Enabling MirrorMode causes my initial cn=config seeding to fail: 4fc26d8c /tmp/slapd.conf: line 31:<MirrorMode> database is not a shadow
I've compared my config to the one in the official N-Way Multi-Master guide but couldn't spot the relevant difference here.
The error message sounds misleading to me, suggesting one of both mirrors should be a shadow DB while I actually want both to be equal.
Any idea? Did I miss something basic?
- Elias
Where are you putting the MirrorMode parameter? When I copy/paste your config you provided in the first email into an editor, line 31 is before "database config", which would be the problem. You need to put it after "database config" so that it applies to the config database.

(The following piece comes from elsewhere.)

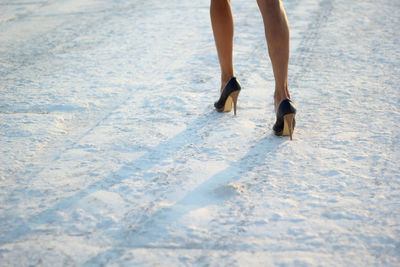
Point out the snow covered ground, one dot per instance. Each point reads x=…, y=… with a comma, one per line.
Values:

As for the shadow thing, both server's are shadows/consumers. Theyre also both providers.
-Patrick
On Sunday 27 May 2012 21:06:43 Patrick Hemmer wrote:
Where are you putting the MirrorMode parameter? When I copy/paste your config you provided in the first email into an editor, line 31 is before "database config", which would be the problem. You need to put it after "database config" so that it applies to the config database.
As for the shadow thing, both server's are shadows/consumers. Theyre also both providers.
Thanks a lot. This made it finally work.
1. I misunderstood "shadow" as being a completely different mode in which the whole instance runs.
2. I placed the 'MirrorMode' statement at the wrong position. a) It mustn't be set in the global section b) It must be set after the 'syncrepl' statements inside a DB definition
For reference/anyone else fighting with this, a short howto how I got it up and running now:
1. Make sure /etc/openldap/slapd.d/ and the openldap-data directory (here: /var/lib/openldap-data) is emptied
2. Use the basic config (see below) to seed the initial online config of each instance using the command slapd -f /tmp/slapd.conf -F /etc/openldap/slapd.d -u ldap -g ldap -d1
3. Stop the slapd process (Ctrl+C) and start it regularly using the initscript provided by the distribution (e.g. /etc/init.d/slapd start on Gentoo/OpenRC)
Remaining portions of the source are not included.